K様邸は慶応年間以前に建てられた非常に歴史的価値のある建物です。日本の伝統的な木造建築の叡智が詰まっており、古いとはいえ、(古いからこそ)日本の建築史の観点からも技術的な観点からも、非常に希少な建物です。現在同じものを新築で建てることは、材料の入手の面や技術の面からも不可能で、それを取り壊すという案には、到底賛同できかねます。(ハウスメーカーから、解体するプランを提示されたと伺った時には、めまいと憤りを覚えたほどです)

長年受け継がれてきた価値のある建物を今後どのように維持していくかが、大きな課題となっていました。

【現地調査・建物の状況】K様邸は、臼杵の歴史ある町並みに残る大規模な木造建築です。臼杵は江戸時代初期の古絵図にある町割りが、現在もそのまま町並みとして残っており、商家や武家屋敷、神社仏閣などの古く歴史的価値のある建物が多数残されています。
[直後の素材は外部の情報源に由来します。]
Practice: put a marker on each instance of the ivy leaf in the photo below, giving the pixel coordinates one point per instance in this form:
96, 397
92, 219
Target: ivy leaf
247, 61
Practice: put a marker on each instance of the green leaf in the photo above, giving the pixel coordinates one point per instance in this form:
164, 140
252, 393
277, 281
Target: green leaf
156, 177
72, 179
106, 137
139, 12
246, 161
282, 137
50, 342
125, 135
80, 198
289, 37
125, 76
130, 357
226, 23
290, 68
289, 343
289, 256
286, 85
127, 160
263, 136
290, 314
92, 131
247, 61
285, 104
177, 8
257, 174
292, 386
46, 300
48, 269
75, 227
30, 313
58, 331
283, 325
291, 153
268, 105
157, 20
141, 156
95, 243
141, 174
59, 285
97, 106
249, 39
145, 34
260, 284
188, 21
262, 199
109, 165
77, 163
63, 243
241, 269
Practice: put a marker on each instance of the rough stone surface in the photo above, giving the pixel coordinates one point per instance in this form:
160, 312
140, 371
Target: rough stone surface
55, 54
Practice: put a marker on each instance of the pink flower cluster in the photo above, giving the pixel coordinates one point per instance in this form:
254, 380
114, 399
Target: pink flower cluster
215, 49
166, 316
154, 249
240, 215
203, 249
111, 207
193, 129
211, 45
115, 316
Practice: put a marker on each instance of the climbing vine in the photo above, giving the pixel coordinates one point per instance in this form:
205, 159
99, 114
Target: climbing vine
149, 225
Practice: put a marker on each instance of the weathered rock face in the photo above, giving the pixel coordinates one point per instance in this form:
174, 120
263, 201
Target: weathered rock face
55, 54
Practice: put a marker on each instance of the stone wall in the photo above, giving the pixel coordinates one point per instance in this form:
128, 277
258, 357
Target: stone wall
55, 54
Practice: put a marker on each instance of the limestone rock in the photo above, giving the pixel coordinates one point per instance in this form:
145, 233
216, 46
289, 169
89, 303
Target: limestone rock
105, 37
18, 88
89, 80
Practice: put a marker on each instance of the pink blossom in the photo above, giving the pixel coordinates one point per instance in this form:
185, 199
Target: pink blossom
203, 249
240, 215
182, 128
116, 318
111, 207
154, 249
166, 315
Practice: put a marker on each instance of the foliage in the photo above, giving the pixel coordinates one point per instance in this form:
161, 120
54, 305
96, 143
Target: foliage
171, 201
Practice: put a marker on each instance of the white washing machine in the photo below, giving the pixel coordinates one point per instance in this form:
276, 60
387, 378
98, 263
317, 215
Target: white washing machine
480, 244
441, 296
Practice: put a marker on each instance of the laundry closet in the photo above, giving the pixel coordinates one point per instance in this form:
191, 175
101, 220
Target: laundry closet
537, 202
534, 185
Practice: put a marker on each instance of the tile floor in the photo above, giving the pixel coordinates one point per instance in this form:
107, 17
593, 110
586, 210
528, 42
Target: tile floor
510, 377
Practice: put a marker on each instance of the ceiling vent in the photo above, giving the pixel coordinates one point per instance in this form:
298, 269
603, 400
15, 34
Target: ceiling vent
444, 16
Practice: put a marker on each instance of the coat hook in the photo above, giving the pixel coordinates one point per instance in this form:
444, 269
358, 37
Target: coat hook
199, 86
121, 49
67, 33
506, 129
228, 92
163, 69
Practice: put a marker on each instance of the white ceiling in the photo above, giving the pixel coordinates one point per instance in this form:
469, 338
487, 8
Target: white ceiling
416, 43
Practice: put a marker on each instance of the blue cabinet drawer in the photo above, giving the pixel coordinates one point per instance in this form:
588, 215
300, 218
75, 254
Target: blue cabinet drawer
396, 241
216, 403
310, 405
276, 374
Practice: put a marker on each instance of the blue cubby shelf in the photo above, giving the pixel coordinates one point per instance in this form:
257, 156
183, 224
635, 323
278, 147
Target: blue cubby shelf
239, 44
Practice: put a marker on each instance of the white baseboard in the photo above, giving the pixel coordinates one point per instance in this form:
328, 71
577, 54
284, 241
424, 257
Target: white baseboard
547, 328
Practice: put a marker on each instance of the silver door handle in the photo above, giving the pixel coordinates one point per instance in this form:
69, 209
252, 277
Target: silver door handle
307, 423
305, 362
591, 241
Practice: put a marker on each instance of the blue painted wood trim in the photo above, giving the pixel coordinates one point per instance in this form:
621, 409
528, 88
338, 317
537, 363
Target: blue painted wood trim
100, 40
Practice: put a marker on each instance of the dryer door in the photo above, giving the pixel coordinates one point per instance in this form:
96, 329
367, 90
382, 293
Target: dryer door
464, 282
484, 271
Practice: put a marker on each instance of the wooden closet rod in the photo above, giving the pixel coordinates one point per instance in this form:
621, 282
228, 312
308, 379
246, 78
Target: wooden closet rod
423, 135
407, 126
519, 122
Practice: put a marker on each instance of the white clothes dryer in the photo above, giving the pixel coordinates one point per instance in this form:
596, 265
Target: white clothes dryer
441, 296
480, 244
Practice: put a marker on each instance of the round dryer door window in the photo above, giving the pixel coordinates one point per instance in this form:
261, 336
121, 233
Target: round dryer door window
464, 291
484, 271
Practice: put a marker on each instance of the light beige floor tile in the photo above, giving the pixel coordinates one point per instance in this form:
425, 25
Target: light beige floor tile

中でもK様邸はひときわ大きく風格があります。
 離れ・長屋門・母屋で構成されており、建物全体には経年による劣化が見られました。しかし調査を進める中で、建築当初の構造材や主要部分には良好な状態で残っている箇所も多く確認できました。特に解体調査では、松の大黒柱や大引、梁などの主要構造材に大きな損傷は見られず、160年以上の年月を経ても建物の骨格がしっかり維持されていることが分かりました。また、床下が高く設計されており、通気性に優れた構造となっていたことも、保存状態の良さにつながっていました。一方で、戦後に改装された部分については劣化が進行している箇所も確認されました。

【問題点】建物全体を見ると、生活環境としては寒さや動線、設備の使い勝手などに課題がありました。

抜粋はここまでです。